Paulo – Ele era um arquiteto muito eclético. O Fernando Corona escreveu: “Lutzenberger é o arquiteto do estilo próprio”.
Rose – Mas tinha uma influência alemã nas obras dele...
Paulo – Havia pontos góticos no detalhamento, na riqueza. Mas sua arquitetura era mais limpa, com influência art-déco. Ele trabalhava desde a planta até o mais ínfimo detalhe.
A minúcia do trabalho e o gosto do registro do costume são características da sua obra...
Magdalena – Acho que isso é muito do europeu, documentar tudo.
Rose – O pai se apaixonou muito pela paisagem do Rio Grande do Sul e andou muito pelo interior.
Magdalena – Acho que o gaúcho interessou ao pai principalmente pelos cavalos. Era apaixonado por esses animais. Durante a Guerra, sempre andou a cavalo. Sua grande dor é que não podia ter cavalos aqui na cidade. O gaúcho do pai é mais o gaúcho da serra, não da fronteira, que já tem influência do argentino.
Paulo – Lutzenberger registra tudo o que vê. A gente percebe isso no diário, nas imagens de Porto Alegre, do campo, sempre há uma fidelidade documental muito grande e há, lógico, muita invenção, apesar de ser baseada na realidade. Ele não saía com caderno, desenhando na rua; era muito discreto: chegava, observava e registrava tudo. Então, trabalhava. O detalhamento, a qualidade, a extrema precisão, o que não impede que o trabalho tenha um enorme frescor. Quando a gente olha para um desenho, ele tem uma vivacidade que parece ter sido tomado do natural.

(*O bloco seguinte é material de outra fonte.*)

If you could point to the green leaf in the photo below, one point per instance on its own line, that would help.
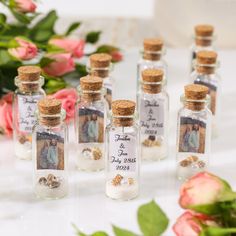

Magdalena – Ele fazia retratos também. Nós, os filhos, com dois dias de vida, já éramos desenhados por ele. As cenas de rua eram todas desenhadas quando ele chegava em casa. O pai foi um dos poucos artistas que pintou durante a guerra. Ao mesmo tempo, seus quadros não são trágicos, são bonitos. São paisagens, cenas de interiores dos acampamentos, retratos de soldados. Não há cenas de batalha. Ele nunca nos transmitiu o pavor de uma guerra. Nunca falava de coisas tristes e até contava episódios interessantes como a história de um soldado que, ao sair para as caminhadas, punha uma pedrinha no calçado, porque sabia que ia incomodar. Quando todos os soldados já estavam ficando exaustos,
esse militar tirava a pedrinha do sapato e caminhava muito feliz... O diário do meu pai também é assim, não aparecem cenas tristes. Dos quadros dele, os que eu mais gosto são esses da Europa, da Guerra. São bonitos.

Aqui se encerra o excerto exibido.